Sales revenue for 2020 amounted to 222.9 billion euros, or $272.2 billion U.S. dollars, down almost 12 percent on 2019.
Like other carmakers, VW suffered from production disruptions and dealership closures last year as countries imposed shutdowns to slow the initial spread of Covid-19.
Virus curbs eased in the second half of the year, allowing customers to return to showrooms and factory lines to keep rolling.
Overall, the VW group sold more than 9.2 million vehicles in 2020, falling below the sought-after 10 million threshold for the first time in recent years.
Japanese rival Toyota announced last month that it had sold 9.5 million vehicles last year, taking VW's crown as the world's top-selling carmaker for the first time since 2015.
But VW looked on the bright side, noting that it had delivered 422,000 electric vehicles over the period, "three times as many" as in 2019.
The electric boost comes against a background of tough new pollution regulation in the European Union, spurred in part by Volkswagen's 2015 "dieselgate" emissions cheating scandal which accelerated a shift towards greener vehicles.

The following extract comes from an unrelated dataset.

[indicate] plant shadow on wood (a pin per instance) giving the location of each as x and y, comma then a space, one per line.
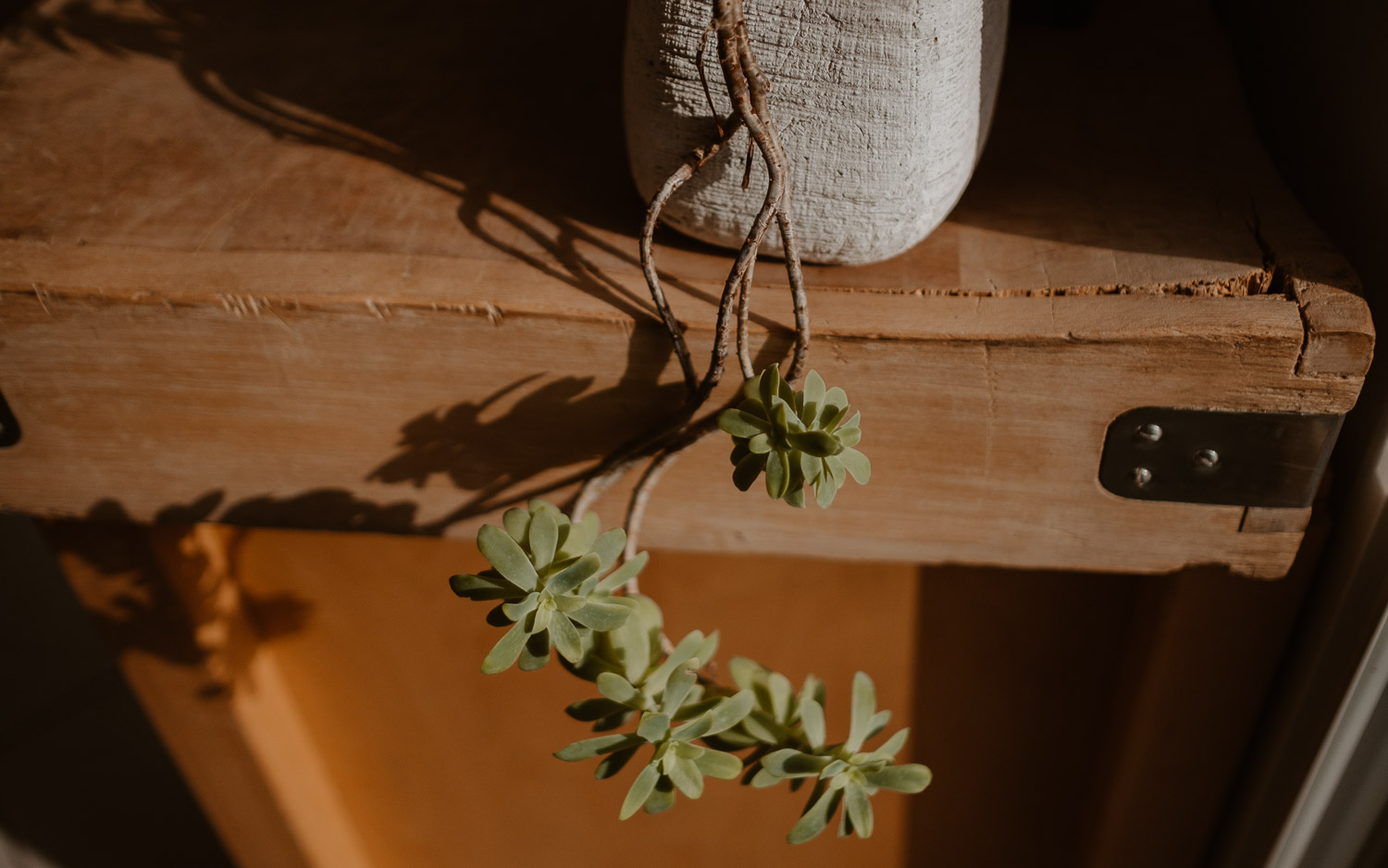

NordLB bank analyst Frank Schwope said VW was on track to deliver between 500,000 to 700,000 battery-powered vehicles in 2021.
He predicted that by 2022 the German giant "could be on par with Tesla", the pioneer electric carmaker headed by billionaire entrepreneur Elon Musk.

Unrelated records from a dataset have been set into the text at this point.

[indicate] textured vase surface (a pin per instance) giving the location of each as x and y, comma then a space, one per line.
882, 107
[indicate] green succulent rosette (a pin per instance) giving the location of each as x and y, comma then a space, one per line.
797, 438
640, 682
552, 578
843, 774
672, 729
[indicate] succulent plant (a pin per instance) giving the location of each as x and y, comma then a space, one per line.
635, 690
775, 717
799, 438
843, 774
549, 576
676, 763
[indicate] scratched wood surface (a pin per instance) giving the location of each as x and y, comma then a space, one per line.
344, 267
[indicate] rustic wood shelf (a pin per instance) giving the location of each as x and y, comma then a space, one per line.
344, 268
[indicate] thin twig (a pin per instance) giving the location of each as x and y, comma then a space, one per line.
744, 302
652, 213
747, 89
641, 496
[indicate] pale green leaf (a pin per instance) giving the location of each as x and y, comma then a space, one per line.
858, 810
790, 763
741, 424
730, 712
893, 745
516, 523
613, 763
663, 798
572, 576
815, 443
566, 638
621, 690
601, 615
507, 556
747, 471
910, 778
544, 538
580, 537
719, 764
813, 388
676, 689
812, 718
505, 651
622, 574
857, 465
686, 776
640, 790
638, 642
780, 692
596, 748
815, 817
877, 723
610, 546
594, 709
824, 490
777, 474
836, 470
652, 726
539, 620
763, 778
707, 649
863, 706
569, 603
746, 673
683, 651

Looking ahead, VW's chief financial officer Frank Witter said the group was "optimistic" about hitting the higher end of its targets for 2021.
"We intend to carry over the strong momentum from the significantly better second half into the current year, and the programs for reducing our fixed costs and in procurement will make us more robust in the long term," he said.
VW expects sales revenues to be "significantly higher" than last year, while car deliveries would also be "significantly up" on 2020.
VW cautioned however that the forecasts are based on the "successful containment" of the pandemic.
It said much would also depend on the global economic outlook, which is rife with uncertainty as countries in different stages of fighting the virus face an uneven recovery.
VW also highlighted supply chain upsets as a key challenge to watch, in a nod to the industry's current semiconductor shortage as the pandemic boosts demand for crucial microchips also needed for consumer electronics.
The chip crunch has forced VW and a slew of other carmakers including General Motors and Ford to trim auto production at some plants, delaying car deliveries.